Pouch fungus conks on a tree stem, the inside of a piece of bark showing beetle galleries and larva, and a group of trees declining from root disease.
Figure 2: Pouch fungus conks (left), bark beetle galleries and larva (center), and a group of trees declining from root disease (right).

Water stress can set a whole chain of events into motion, and the stress can be cumulative over time. Some trees that endured the first few drought years finally succumbed in subsequent drought years, and we will see that continue. The result is a significant uptick in tree decline and mortality. Some people are convinced that there is some sort of disease or insect epidemic that is wiping out trees left and right. Insects and diseases may indeed be involved, but they are not new or unusual. Rather, they are simply taking advantage of trees that are beginning to succumb to water stress.

Management Recommendations

What is the solution? In some cases, there isn’t a good one. Some trees are going to continue to decline and die due to adverse summer weather, and there’s nothing we can do except let it play out. If these newly-formed snags do not pose a hazard, they will provide a huge benefit for wildlife. Forty percent of our wildlife species require dead wood (standing or down). If the dead tree is a hazard, removal does not have to be all-or-nothing. Leaving the bottom 10 to 15 feet as a short snag will still provide important wildlife benefits while minimizing potential hazards.

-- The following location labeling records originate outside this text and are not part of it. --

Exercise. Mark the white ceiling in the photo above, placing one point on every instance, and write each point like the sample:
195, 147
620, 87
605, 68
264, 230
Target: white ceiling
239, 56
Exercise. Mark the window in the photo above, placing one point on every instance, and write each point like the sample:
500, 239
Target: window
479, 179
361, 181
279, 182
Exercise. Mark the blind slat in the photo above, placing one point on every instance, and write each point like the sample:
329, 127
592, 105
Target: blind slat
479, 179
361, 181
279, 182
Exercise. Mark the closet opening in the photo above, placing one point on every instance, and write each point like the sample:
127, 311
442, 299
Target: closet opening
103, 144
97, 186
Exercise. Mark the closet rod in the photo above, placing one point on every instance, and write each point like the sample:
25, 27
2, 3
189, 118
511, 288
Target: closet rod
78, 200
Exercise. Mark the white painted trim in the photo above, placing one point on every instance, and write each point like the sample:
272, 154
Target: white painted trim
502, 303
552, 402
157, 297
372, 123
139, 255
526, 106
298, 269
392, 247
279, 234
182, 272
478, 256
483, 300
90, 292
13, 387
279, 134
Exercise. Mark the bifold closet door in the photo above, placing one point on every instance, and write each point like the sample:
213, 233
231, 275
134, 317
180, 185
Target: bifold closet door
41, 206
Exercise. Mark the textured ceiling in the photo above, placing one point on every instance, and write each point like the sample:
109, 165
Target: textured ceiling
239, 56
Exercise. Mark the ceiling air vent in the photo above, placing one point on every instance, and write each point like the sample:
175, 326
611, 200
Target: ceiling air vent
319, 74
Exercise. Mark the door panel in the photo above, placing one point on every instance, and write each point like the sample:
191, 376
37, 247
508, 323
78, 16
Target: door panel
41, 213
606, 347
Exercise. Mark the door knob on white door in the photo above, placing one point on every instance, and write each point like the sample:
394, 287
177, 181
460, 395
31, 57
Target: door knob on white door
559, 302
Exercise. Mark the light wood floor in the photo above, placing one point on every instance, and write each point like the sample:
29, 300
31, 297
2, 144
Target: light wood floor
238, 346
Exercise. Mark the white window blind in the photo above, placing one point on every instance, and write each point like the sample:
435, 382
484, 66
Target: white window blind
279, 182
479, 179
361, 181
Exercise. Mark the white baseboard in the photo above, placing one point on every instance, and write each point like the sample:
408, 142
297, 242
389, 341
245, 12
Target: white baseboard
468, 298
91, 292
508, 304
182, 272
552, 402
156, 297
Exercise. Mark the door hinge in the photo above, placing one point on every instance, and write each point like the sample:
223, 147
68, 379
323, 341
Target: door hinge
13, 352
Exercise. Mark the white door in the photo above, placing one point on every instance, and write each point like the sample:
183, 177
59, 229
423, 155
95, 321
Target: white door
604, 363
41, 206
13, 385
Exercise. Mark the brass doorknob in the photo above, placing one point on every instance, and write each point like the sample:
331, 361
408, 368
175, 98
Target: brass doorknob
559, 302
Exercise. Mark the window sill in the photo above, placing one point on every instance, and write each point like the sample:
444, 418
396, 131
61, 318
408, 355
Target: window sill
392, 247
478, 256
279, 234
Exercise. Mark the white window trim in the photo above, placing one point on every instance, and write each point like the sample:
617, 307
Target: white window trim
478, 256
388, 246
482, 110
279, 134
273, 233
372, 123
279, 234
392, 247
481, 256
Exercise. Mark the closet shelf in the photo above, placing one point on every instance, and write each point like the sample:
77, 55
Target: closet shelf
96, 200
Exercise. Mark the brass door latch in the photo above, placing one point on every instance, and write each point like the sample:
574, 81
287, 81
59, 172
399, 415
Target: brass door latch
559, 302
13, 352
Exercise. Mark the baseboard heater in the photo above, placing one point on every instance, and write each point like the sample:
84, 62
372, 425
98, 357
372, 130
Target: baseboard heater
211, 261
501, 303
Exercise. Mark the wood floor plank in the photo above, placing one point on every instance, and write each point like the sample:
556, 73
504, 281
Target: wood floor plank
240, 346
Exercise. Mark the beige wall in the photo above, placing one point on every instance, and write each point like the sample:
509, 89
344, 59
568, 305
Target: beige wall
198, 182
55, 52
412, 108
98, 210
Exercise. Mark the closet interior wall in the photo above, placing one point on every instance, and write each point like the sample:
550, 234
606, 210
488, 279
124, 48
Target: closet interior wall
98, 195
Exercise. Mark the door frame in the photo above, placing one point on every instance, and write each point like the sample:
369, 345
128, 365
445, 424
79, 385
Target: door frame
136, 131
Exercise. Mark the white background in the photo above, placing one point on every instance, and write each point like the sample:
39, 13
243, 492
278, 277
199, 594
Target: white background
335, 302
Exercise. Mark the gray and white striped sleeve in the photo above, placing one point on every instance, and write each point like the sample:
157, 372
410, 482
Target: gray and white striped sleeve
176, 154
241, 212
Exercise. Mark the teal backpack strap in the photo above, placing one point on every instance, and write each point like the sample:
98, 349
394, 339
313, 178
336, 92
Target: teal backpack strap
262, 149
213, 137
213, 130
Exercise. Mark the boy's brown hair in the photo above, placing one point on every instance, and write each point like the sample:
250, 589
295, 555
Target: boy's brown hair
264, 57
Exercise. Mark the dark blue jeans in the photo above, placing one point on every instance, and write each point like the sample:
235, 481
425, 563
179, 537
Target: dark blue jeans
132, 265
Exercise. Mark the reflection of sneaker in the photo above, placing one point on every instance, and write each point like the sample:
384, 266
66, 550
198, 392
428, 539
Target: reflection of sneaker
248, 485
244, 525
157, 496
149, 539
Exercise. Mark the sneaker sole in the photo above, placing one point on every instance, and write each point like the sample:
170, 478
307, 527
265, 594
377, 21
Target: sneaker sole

The number one defense against the direct and indirect impacts of water stress is to maintain tree vigor. There are three key things you can do to improve the vigor of your trees. The first is to make sure tree species are appropriately matched to their sites. Where we see the most mortality (direct and indirect) from water stress is on certain “droughty” soil types. These tend to be gravelly soils that are excessively well-drained such that they dry out quickly. Trees on these marginal soil types may do OK most of the time, but in drought conditions they quickly succumb. Planting species that are more drought tolerant may be needed for these soil types. Your local Extension or Conservation District office can help you select appropriate species if you have sites where tree survival is poor.

The second key thing is density management. When trees are too crowded, they compete for resources like water and become stressed. In drought conditions, this competition becomes acute. When there is a very limited amount of available water, the more trees there are, the less water each will get. The WSU Extension Forestry program has educational resources to help you assess whether or not your tree stand is too dense. The “Focus On” article in the March 2018  WSU North Puget Sound Extension Forestry E-Newsletter goes through some simple assessments you can do.

The third thing is to avoid grass near trees. Grass and trees are not a good mix. Grass robs trees of water, which may never penetrate the sod to reach the tree roots below. Grass also harbors voles, which are rodents that will chew, girdle, and kill young trees. Keep the area around trees grass-free beyond the dripline. In a landscaping setting, replacing the grass around the tree with a good mulch will help retain water and keep tree roots cool. Do not pile the mulch up against the tree, though. In a forest setting, the natural forest understory plants and duff layer are fine.

One other principle to keep in mind is diversity. By encouraging a diversity of tree species on your property, you end up with mixed levels of drought and other tolerances that allow you to hedge your bets against various conditions. You also hedge your bets against insect and disease issues that are host species specific.

By Kevin Zobrist, Associate Professor in Forestry with Washington State University Extension, based in Everett, Wash.